Tragedi Kemanusiaan di Papua Mencapai Titik Puncak: Otsus Gagal Total, Jakarta Lebih Prioritaskan Palestina, Legitimasi Negara Terancam
Arkilaus Baho/Istimewa
JAYAPURA,wartaplus.com - Tanah Papua, yang dikenal sebagai mutiara timur Indonesia berkat kekayaan alamnya yang melimpah, kini justru berlumuran air mata dan darah akibat tragedi kemanusiaan yang tak kunjung usai.
Data terbaru dari berbagai laporan hak asasi manusia menunjukkan gelombang pengungsian internal (IDPs) telah mencapai skala darurat, membuktikan kegagalan sistemik negara dalam melindungi warganya. Sementara itu, perhatian elit politik di Jakarta tampaknya lebih terfokus pada isu internasional seperti Palestina, meninggalkan krisis di wilayah kedaulatan NKRI ini terabaikan.
Menurut laporan Human Rights Monitor dan Suara Papua pada Oktober 2025, lebih dari 102.966 warga sipil telah mengungsi di berbagai kabupaten Papua akibat operasi militer dan konflik bersenjata. Angka ini mencakup 60.000 Orang Asli Papua (OAP) dari Intan Jaya dan Puncak yang terpaksa meninggalkan rumah mereka.
Di Nduga, 80.709 OAP masih bertahan dalam pengungsian hingga Agustus 2025, sementara Yahukimo mencatat rekor tragis dengan sekitar 100.000 OAP mengungsi. Pegunungan Bintang menyaksikan 80.000 OAP terusir sejak 2024, dan di Maybrat, 6.000 OAP masih terkatung-katung dalam ketidakpastian.

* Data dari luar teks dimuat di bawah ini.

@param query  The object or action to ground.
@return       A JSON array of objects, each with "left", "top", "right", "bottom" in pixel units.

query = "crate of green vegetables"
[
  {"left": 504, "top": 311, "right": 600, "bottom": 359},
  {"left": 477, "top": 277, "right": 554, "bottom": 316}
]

"Ini bukan sekadar angka statistik. Ini adalah potret nyata dari ribuan jiwa yang kehilangan segalanya: rumah, mata pencarian, pendidikan, dan martabat. Ini adalah bukti kegagalan negara dalam menjamin hak dasar hidup dan keamanan bagi warganya di Papua," ujar Arkilaus Baho, aktivis dan penulis yang fokus pada isu ekonomi-politik serta hak-hak masyarakat adat Papua, Minggu (2/10/2025) sore.
Baho, yang juga penggagas Dewan Rakyat Papua (DRP) dan pernah menjabat sebagai juru bicara Partai PRIMA di Papua, telah lama mengkritik kebijakan pusat melalui berbagai platform, termasuk media sosial.
Otonomi Khusus: Solusi yang Berubah Jadi Ilusi Gagal Total
Otonomi Khusus (Otsus) Papua, yang digadang-gadang sebagai 'solusi pamungkas' sejak diberlakukan lebih dari dua dekade lalu, kini terbukti mandul. Dengan alokasi dana mencapai Rp 94,24 triliun dari 2001 hingga 2021, program ini gagal memberdayakan OAP dan justru memperburuk kondisi sosial-ekonomi. Alih-alih kemakmuran, Otsus menjadi saksi bisu atas pengusiran massal, kemiskinan ekstrem yang mencapai 33,82% di Yahukimo, Indeks Pembangunan Manusia (IPM) terendah di Indonesia, serta prevalensi stunting yang mengkhawatirkan di 43,6% di Yahukimo.
Laporan Bappenas dan BPS menegaskan bahwa Otsus belum mampu mengurangi kemiskinan ekstrem atau meningkatkan IPM, dengan Papua tetap menjadi provinsi termiskin di Indonesia. Bahkan pada 2025, dana Otsus tahap pertama untuk Papua belum cair hingga akhir April, menunda program pelayanan publik yang bergantung padanya.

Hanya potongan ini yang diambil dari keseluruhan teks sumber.